I look down to check the time: there’s a good five minutes left until I’m expecting to meet up with actor Rich Sommer, but a flash of hand-waving grabs my attention from the corner of my eye. Sommer is instantly recognizable from his role as Harry Crane on Mad Men. I am vaguely recognizeable from my Twitter avatar and the appearance of a man waiting for someone. We’re both a bit early, but who can blame us? We’re here to talk about games, and games are supposed to be fun.

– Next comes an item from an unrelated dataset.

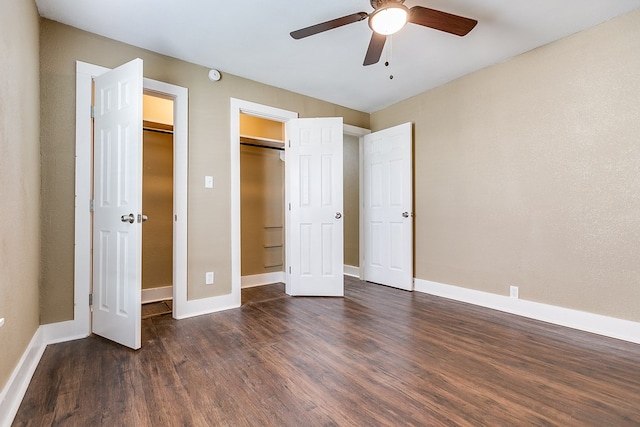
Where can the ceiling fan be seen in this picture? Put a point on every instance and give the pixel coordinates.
(388, 17)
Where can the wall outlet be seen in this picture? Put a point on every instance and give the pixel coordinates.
(208, 278)
(513, 291)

A firm handshake and flight of stairs later, we’re inside a private room at the New York Public Library. You may know Sommer from his career, but this will be the last time we mention Mad Men or his other television roles. Instead, we’re going to focus mostly on his hobby with a look at the past, present, and future of Rich Sommer the board gamer.

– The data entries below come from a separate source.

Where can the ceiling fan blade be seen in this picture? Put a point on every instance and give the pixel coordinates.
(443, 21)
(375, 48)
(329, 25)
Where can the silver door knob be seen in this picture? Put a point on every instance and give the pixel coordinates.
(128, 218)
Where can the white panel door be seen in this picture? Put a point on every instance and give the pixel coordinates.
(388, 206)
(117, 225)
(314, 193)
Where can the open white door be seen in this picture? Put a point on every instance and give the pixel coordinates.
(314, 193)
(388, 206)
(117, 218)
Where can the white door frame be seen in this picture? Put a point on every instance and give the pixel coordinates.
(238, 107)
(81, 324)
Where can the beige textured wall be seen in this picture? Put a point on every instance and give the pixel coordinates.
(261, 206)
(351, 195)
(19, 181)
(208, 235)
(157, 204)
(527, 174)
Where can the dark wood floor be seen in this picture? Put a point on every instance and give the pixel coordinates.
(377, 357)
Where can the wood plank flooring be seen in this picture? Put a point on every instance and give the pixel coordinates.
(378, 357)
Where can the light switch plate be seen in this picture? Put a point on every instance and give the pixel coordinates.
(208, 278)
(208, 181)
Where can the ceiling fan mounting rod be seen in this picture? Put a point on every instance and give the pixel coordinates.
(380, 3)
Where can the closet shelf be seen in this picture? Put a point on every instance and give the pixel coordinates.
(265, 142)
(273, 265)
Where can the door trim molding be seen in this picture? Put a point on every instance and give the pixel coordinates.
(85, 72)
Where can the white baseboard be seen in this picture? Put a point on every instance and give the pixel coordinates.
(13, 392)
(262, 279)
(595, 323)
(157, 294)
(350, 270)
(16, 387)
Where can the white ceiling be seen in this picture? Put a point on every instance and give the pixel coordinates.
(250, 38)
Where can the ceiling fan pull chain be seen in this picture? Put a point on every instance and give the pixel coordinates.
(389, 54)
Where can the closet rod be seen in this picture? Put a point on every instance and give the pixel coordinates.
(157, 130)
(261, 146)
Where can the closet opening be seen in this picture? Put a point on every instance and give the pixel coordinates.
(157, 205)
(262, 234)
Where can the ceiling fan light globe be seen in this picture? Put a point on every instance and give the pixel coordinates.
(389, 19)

We sit down and I lead off by sharing an anecdote. I told my friends I’m going to interview Rich Sommer, and they said “Oh yeah,the celebrity guy on TV?”
“Nobody said that,” Sommer interjects. “They were probably like, oh, that guy from that thing, with the glasses?” And he was right. So I countered with the truth: once I explained to my geeky friends who Sommer was, they immediately questioned his gaming cred, stating “Sure, but he probably just plays Monopoly and casual stuff.”

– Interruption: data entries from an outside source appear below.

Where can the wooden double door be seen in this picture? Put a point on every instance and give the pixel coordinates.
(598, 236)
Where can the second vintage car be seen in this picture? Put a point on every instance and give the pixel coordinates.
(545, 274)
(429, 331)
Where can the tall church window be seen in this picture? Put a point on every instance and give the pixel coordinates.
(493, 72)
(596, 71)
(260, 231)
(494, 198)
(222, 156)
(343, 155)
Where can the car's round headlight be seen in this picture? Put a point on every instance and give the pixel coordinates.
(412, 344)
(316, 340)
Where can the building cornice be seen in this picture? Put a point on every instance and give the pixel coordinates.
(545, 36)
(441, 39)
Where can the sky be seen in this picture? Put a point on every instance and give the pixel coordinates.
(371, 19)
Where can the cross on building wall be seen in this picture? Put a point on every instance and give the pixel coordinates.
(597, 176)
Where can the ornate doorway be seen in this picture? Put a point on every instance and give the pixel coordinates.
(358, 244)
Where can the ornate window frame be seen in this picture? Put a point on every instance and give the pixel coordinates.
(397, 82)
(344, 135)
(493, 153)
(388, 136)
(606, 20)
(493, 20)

The room hangs on a bit of an awkward pause. Thirty seconds in and I’ve already put Sommer at a loss for words, but he explains. “It’s so funny to be in this position, because usually I’m in the role of evangelizing and trying to explain the games I play. Having to defend myself as a member of the hobby? That’s a little scary.”
Actions speak louder than words, so Sommer pulls two games from his messenger bag that he packed just in case we both had some downtime afterwards: Würfel Bohnanza and Shoot-out. The former is a German card game not yet available in the US, and the latter is a quick-playing Reiner Knizia title packed in with Lorien Green’s Going Cardboard documentary DVD. Case closed, Sommer is a died-in-the-wool gaming geek.
Some Würfel Bohnanza bean dice waiting to be planted. Yes, hobby games can get a bit weird.
MTV Geek: So before we get too deep into the gaming stuff, tell me what you’re doing in NYC.
Rich Sommer: We’ve been here since April, first rehearsing and now rounding out performances in Harvey. It’s the first play I’ve done in eight years and my first play on Broadway, so that’s a very exciting thing obviously for me.
Geek: Eight years between plays? Care to share one thing you’ve learned having jumped right into Broadway from such a long theater gap?
Sommer: Well there’s a lot of tradition, and I don’t just mean that there’s this one tradition. It’s “capital T” Tradition that contains many micro-traditions. A giant compendium of traditions. And “compendium” has gotta give me some geek points, please. We’ve got to note the general use of that term.
I had to learn things on Broadway like basic stage etiquette, such as don’t have an open cup of coffee. It’s not a big deal on a TV set, but going to do a play, I wandered in like an A-hole and somebody was like “well maybe, don’t do that. These guys spent a million years painting that floor, you’re going to spill coffee, and it’s going to be ruined.”
The other big takeaway is how much theater actors dabble in superstition. I’m not a superstitious guy at all but it’s a thing you’ve got to respect, or else it messes with everyone else’s mojo. There is a certain mystique and tradition of the theater and its backstage manner that is worth upholding, or it could quickly die away and become less magical.
Geek: So here’s what we really want to know about your time in NYC: Have you had any time to partake in the local gaming scene?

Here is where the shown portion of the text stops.